Ed è evidente che non è un problema di ora, che non è solo la concorrenza dei cantautori. Già Dino Campana, rinchiuso in manicomio, scriveva righe così:
 
La mia vita scorre monotona e tranquilla. Leggo qualche giornale. Non ho più voluto occuparmi di cose letterarie stante la nullità dei successi pratici ottenuti. Il mercato librario in Italia è assolutamente nullo per il mio genere

Forse in qualche misura il problema è connaturato alla stessa poesia.
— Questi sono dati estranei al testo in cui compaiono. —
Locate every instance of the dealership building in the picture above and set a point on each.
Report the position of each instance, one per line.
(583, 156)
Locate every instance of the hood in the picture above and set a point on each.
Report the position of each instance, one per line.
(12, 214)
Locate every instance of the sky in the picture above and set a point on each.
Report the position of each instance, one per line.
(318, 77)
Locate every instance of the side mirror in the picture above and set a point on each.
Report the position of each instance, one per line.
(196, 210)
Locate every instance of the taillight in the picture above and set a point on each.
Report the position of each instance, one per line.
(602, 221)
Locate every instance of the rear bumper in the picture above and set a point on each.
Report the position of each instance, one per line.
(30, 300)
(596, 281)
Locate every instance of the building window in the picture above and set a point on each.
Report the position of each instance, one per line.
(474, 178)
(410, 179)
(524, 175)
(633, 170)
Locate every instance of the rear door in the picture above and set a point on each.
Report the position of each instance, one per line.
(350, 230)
Magrelli stesso, per esempio, sottolinea una sorta di paradosso della poesia, che è capace di negarsi alla mercificazione quotidiana della parola, ma proprio per questo poi ha difficoltà a farsi acquistare:

Ma se la poesia rappresenta la negazione dell'oggetto di consumo, come ampliare il consumo di poesia? Come ampliare, cioé il consumo di negazione?

Qui il discorso si fa difficile, però mi sa che si può fare comunque di più, per dare luce e visibilità al "popolo dei poeti".

Oggi abbiamo anche una possibilità in più, la Rete, con il suo esercito di siti, blog, gruppi di discussione. Possiamo permetterci qualche goccia di ottimismo: ai tempi di Campana era perfino peggio.